Wenig hilfreich seien häufig gut gemeinte Ratschläge von weit entfernt wohnenden Verwandten. Belastend sei der Rückzug von Freunden und Bekannten, die nicht wissen, wie sie mit der ungewohnten Situation umgehen sollen. Einsamkeit ist oft Folge der Alzheimer-Krankheit für die pflegenden Angehörigen, erläutert Josef Hille. Nach seiner Erfahrung müssen viele ihren Beruf oder ihre Hobbys aufgeben.

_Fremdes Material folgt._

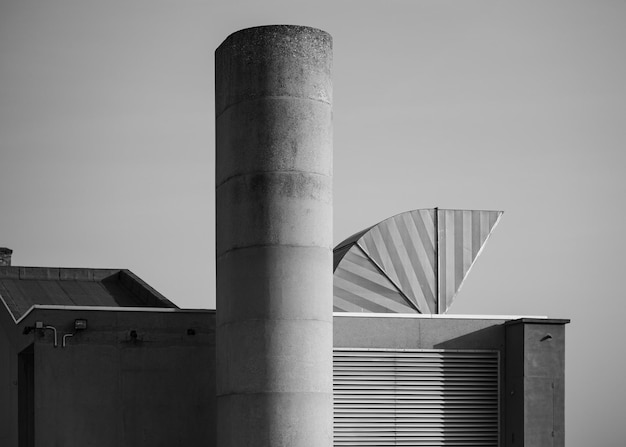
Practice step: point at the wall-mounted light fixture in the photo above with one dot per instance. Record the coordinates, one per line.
(40, 326)
(79, 325)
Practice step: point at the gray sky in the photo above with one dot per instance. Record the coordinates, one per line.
(107, 148)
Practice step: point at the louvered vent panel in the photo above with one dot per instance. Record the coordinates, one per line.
(415, 398)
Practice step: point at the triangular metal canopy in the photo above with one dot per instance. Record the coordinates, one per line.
(414, 262)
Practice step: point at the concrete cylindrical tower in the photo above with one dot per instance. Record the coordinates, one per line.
(274, 237)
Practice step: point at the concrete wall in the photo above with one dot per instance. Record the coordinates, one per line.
(112, 387)
(8, 391)
(419, 333)
(535, 385)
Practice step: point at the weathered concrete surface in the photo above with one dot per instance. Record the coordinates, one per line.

Andere bekommen durch die Pflege körperliche Schmerzen. "Was Alzheimer bedeutet, das ist in unserer Gesellschaft bei weitem noch nicht angekommen."

Aber es gibt Hilfen für die Angehörigen: Rechtlich und finanziell, Tagespflegeeinrichtungen, ambulante Pflegedienste, ehrenamtlich Helfende, Selbsthilfe-Gruppen. "Oftmals werden professionell Pflegende zu spät dazu geholt", hat der Hochschullehrer Hoffmann beobachtet. "Dann sind die Angehörigen bereits am Ende ihrer Kräfte." Manche wollten alles alleine regeln, empfänden Scham, wenn der Betroffene ins Heim muss.

Begleiterkrankungen

Viele Alzheimer-Kranke haben Begleiterkrankungen wie einen Diabetes. Das erschwere die Pflege zusätzlich. Außerdem hätten Profis oft ganz andere Möglichkeiten, auf die Bedürfnisse der Betroffenen einzugehen. "Und nicht zwangsläufig muss ein Betroffener sofort ins Pflegeheim. Es gibt auch Zwischenstufen wie das betreute Wohnen."